Coca-Cola has since apologized, publishing a response on its website, and removed the offending program after LGBT activists called out the company, a 2014 Winter Olympics sponsor, for promoting a social media tool that refused to recognize pro-LGBT words, while words like "straight," "hetero," "homophobe," "homosexual," and even "LGBT" are allowed through the system, producing a shareable graphic with the words emblazoned on Coke's classic red can.
Explaining that the "Share a Coke" campaign was intended to allow users to customize a Coke can with their own name in the brand's iconic logo script, Coca-Cola acknowledged that the version hosted on the company's South African site didn't restrict submissions to names.
"Specifically, the name and message auto-generator on our South Africa 'Share A Coke' website would not accept the word 'Gay,' but did accept the word 'Straight,'" reads the statement from Vukani Magubane of Coca-Cola South Africa. "This isn't how the program was supposed to work, and we've pulled the site down until we can fix the problem. We apologize for this mistake. As one of the world’s most inclusive brands, we value and celebrate diversity. We have long been a strong supporter of the LGBT community and have advocated for inclusion, equality and diversity through both our policies and practices."

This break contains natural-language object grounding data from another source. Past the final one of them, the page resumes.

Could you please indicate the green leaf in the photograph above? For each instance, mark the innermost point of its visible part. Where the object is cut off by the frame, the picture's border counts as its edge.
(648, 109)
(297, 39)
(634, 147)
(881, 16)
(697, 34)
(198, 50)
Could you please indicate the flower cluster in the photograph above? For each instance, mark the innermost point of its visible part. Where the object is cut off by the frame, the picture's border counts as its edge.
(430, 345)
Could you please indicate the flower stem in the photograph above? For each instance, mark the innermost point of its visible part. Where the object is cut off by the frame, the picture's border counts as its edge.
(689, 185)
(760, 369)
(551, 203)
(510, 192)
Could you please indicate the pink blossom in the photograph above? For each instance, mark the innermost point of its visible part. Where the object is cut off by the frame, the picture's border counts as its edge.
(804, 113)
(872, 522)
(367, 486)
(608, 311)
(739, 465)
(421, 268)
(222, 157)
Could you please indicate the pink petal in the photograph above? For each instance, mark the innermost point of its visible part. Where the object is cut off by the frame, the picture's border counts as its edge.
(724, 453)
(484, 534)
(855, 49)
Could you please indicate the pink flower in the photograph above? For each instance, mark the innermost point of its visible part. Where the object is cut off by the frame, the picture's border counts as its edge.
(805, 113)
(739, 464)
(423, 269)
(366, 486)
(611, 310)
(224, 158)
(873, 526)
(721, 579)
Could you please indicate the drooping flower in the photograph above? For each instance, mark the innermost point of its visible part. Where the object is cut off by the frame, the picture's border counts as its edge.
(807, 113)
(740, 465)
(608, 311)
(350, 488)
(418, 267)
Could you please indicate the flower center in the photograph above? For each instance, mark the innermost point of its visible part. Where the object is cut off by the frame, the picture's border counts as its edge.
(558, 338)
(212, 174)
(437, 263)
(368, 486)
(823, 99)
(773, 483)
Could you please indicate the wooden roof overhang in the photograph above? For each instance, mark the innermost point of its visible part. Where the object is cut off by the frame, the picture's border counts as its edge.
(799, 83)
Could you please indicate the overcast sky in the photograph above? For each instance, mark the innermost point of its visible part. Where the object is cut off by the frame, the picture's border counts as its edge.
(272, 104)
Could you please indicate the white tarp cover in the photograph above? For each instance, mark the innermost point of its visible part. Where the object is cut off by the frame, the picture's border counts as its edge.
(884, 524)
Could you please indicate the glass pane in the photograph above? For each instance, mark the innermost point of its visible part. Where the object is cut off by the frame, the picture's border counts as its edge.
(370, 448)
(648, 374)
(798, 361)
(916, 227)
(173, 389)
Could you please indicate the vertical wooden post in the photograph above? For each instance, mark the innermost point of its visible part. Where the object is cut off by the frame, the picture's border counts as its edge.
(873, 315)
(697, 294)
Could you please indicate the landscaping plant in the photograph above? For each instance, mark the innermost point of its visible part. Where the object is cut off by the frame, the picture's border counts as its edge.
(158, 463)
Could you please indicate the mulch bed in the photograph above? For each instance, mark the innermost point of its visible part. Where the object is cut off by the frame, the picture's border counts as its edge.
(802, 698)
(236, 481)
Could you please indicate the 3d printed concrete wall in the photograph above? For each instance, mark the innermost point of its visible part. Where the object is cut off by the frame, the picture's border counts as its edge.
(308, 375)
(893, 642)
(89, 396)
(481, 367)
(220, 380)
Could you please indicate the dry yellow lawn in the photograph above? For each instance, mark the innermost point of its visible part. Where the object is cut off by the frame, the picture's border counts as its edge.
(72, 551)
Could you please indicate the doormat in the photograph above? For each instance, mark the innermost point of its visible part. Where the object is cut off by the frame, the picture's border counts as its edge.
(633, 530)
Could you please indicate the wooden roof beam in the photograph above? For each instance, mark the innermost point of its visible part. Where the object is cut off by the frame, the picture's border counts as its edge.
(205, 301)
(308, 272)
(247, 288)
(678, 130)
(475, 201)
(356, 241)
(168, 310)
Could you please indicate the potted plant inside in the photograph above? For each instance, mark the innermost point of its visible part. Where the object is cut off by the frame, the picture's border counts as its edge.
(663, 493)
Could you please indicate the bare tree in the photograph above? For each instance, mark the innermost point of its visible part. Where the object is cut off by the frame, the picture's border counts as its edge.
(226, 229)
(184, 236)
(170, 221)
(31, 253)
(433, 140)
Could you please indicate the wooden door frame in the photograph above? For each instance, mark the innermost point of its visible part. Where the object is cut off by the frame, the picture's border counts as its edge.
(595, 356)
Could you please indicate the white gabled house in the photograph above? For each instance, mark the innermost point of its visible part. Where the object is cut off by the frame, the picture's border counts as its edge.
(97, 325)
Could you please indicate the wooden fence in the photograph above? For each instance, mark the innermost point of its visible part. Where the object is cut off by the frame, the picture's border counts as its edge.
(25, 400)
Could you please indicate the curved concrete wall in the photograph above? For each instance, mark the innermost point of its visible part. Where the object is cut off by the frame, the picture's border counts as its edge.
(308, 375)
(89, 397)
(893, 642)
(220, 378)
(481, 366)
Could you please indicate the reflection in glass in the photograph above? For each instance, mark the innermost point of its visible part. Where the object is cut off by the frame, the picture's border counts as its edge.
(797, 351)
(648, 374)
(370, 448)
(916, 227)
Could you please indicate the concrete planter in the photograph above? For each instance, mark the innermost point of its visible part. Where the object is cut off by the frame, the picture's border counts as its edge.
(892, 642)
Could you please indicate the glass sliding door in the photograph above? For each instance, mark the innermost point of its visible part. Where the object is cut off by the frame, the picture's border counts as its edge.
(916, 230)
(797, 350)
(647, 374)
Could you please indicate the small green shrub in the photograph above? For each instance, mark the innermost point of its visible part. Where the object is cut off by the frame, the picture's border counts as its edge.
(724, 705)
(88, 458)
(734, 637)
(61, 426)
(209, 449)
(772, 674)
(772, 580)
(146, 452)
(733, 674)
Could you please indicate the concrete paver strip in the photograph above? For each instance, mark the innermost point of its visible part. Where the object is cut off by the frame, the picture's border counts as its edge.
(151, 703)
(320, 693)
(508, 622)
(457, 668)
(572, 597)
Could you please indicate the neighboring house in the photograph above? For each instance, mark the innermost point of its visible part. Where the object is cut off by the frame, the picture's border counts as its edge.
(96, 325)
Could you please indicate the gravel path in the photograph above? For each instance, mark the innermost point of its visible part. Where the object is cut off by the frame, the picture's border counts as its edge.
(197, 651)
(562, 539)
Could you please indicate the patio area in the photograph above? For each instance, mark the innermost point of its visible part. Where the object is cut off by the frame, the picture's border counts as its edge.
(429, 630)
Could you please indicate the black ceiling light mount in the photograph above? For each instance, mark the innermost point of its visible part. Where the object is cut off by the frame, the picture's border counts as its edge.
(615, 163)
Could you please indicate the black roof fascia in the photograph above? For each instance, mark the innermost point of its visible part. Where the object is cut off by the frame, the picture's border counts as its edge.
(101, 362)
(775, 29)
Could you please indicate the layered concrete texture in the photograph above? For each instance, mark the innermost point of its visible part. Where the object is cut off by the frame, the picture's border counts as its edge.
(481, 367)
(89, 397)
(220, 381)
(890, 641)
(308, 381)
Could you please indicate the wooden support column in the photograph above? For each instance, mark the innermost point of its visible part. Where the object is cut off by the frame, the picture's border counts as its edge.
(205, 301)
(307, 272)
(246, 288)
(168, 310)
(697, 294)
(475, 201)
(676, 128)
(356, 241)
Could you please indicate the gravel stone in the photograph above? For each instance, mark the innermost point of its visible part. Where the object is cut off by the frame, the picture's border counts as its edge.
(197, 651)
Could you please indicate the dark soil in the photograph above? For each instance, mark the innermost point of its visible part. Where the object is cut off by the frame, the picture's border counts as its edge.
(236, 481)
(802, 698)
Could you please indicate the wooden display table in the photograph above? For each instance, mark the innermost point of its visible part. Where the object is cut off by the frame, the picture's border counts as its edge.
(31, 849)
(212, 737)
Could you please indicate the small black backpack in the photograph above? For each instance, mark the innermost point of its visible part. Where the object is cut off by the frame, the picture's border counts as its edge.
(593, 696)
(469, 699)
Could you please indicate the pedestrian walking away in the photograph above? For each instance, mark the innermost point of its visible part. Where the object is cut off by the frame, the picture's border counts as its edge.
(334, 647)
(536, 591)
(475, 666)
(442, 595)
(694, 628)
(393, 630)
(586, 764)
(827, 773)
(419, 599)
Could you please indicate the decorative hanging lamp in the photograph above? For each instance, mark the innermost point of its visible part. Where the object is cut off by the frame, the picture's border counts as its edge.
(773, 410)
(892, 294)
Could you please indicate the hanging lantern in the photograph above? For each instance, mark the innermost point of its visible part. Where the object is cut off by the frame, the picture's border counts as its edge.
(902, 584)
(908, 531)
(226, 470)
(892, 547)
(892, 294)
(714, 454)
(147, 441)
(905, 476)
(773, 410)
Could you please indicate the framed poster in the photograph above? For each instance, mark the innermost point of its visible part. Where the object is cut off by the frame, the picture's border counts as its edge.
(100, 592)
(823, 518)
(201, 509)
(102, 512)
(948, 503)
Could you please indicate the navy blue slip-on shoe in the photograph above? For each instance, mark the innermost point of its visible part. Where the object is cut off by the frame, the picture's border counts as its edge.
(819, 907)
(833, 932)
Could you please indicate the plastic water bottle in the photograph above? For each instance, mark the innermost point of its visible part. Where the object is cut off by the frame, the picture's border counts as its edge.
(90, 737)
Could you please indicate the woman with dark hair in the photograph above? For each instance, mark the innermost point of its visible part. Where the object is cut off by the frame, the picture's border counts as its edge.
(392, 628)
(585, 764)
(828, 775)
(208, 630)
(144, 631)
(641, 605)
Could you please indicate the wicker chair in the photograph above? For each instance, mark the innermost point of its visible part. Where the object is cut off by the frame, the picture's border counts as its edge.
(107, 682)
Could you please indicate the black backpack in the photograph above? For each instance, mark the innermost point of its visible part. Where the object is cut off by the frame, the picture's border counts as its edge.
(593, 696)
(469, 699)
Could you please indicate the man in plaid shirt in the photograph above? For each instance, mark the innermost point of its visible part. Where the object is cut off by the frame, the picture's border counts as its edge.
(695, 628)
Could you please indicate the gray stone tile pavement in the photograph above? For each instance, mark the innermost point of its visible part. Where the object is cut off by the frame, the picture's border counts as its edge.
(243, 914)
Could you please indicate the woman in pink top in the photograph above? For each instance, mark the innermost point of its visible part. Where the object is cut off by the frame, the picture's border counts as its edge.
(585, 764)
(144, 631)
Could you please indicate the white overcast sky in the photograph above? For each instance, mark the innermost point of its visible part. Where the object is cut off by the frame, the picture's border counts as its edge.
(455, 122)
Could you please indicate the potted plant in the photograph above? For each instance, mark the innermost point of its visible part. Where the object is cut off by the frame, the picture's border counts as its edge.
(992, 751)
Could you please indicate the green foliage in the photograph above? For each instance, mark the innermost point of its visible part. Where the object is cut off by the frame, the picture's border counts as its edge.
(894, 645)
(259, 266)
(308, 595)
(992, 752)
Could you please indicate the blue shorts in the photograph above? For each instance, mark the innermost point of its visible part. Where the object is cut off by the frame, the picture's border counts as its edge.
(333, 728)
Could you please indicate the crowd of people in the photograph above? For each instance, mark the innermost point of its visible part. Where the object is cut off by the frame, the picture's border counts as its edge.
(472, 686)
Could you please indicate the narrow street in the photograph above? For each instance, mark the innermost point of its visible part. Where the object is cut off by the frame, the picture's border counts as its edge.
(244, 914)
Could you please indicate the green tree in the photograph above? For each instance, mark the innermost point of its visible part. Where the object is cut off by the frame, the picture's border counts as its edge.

"More than 700,000 Coca-Cola system associates get up every morning determined to make the world a happier place and, when errors like this happen, we take it seriously," continues the statement. "Thank you for raising this with us, and we’ll get it fixed."
Activists upset with Coca-Cola's silence regarding Olympics host country Russia's anti-LGBT laws and violent repression of dissent took the advertising gimmick as further evidence that Coke is intentionally ignoring LGBT people.
Despite repeated calls from activists to take a stand on Russia's anti-LGBT laws, Coke has declined to issue any sort of condemnation of the nation's ban on so-called gay propaganda. When a gay Russian was arrested and fined last week for unfurling a rainbow flag as the Olympic torch passed through his city, Coke issued a statement addressing the arrest and confirming that the officers who detained the protester were wearing uniforms emblazoned with Coke's logo. The statement did not condemn the police's silencing of the protester but did claim that the beverage company is "one of the world's most inclusive brands, [which] value[s] and celebrate[s] diversity."